Start at \(t^*,\) the crossing point.
Fit different models for before \(t^*\) and after \(t^*.\)
Fit a model with a time dependent covariate.
Creative analysis: instead of tumor size, use % change over a set period of time.

examples of PH violations
- over time, the treatment effect lessens (short term benefits)
- tumor size at endpoint is more predictive than tumor size at entrance.
- clinical variables that change over time (lung capacity, weight, white blood cell count)
- exposure variables (pollution, UV rays, etc.)
- age, temperature

8.3.5.5 Log linearity

We’ve also assumed that the log of the hazard ratio is linear in the covariates. That a one unit change in any covariate has the same effect on the log of the HR (at any level of the covariate). Just like with logistic regression, this assumption is hard to check. However, we can see how the modeling performs by checking to see if quadratic (or other higher order terms) are significant in the model. Another possibility is to categorize a continuous predictor to check PH assumptions as above.

8.4 Other stuff

8.4.1 Sample Size Calculation

8.4.1.1 Sample Size for Two Independent Sample Means Inference

Taking a step back to consider a slightly simpler inference (two sample mean), let’s say we want a size of \(\alpha=0.05\) and a power of \(1-\beta=0.8.\) What does that mean? How do they relate to the type I and type II errors? Draw some pictures. We’re talking about the only thing we can control: the sample size. We cannot actually control the truth of the hypotheses, the extent of the difference in in \(H_0\) versus \(H_A,\) or the variability of the underlying population. We can control the sample size. The larger your sample size, the easier it is to identify a true alternative hypothesis (that is, the higher the power).
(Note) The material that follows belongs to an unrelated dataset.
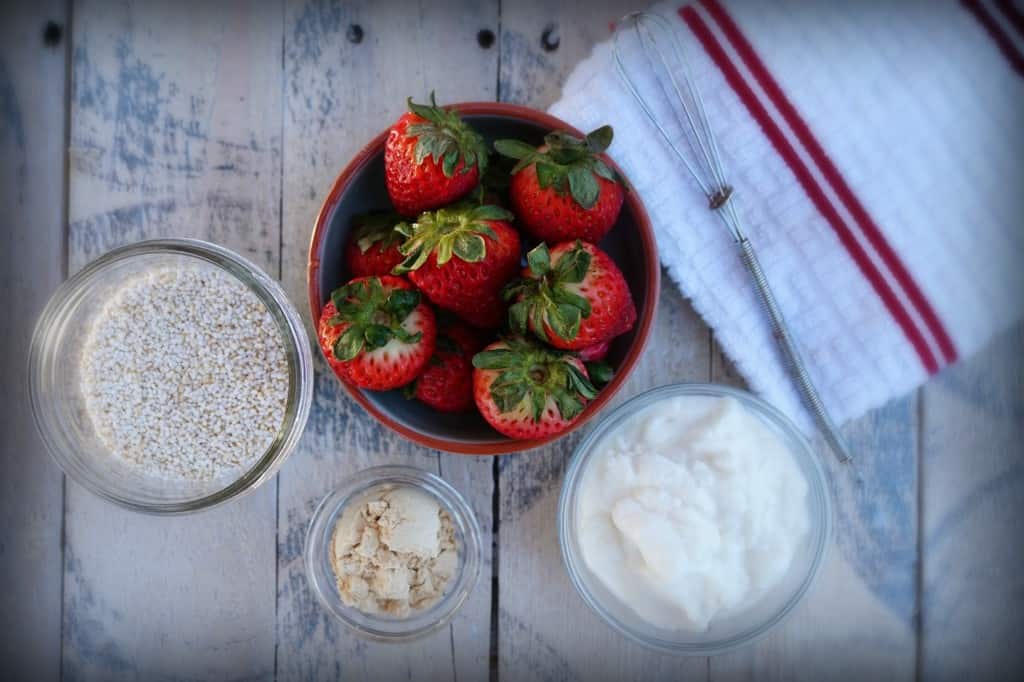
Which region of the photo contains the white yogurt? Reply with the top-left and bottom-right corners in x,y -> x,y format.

In order to estimate the needed sample size, you need to know how often you are willing to make type I errors, how often you are willing to make type II errors, and how big of a difference between \(H_0\) and \(H_A\) you would like to determine. Without all three of those components, it is impossible to determine the sample size. If you read that a sample size calculation has been done, they must report the associated size, power, and difference (or their calculation will be meaningless).

\[ \begin{align*} H_0: \ &\mu_1 - \mu_2 = 0\\ H_A: \ &\mu_1 - \mu_2 \ne 0 \end{align*} \]

We have to make some assumptions. We assume that the size is 0.05, the power is 0.8, and the alternative hypothesis is \(D = \mu_1 - \mu_2.\) For this case, let’s also assume that \(\sigma_1=\sigma_2=\sigma\) and \(n_1=n_2=n.\) Without loss of generality, let’s say \(\overline{Y}_1 - \overline{Y}_2 > 0.\)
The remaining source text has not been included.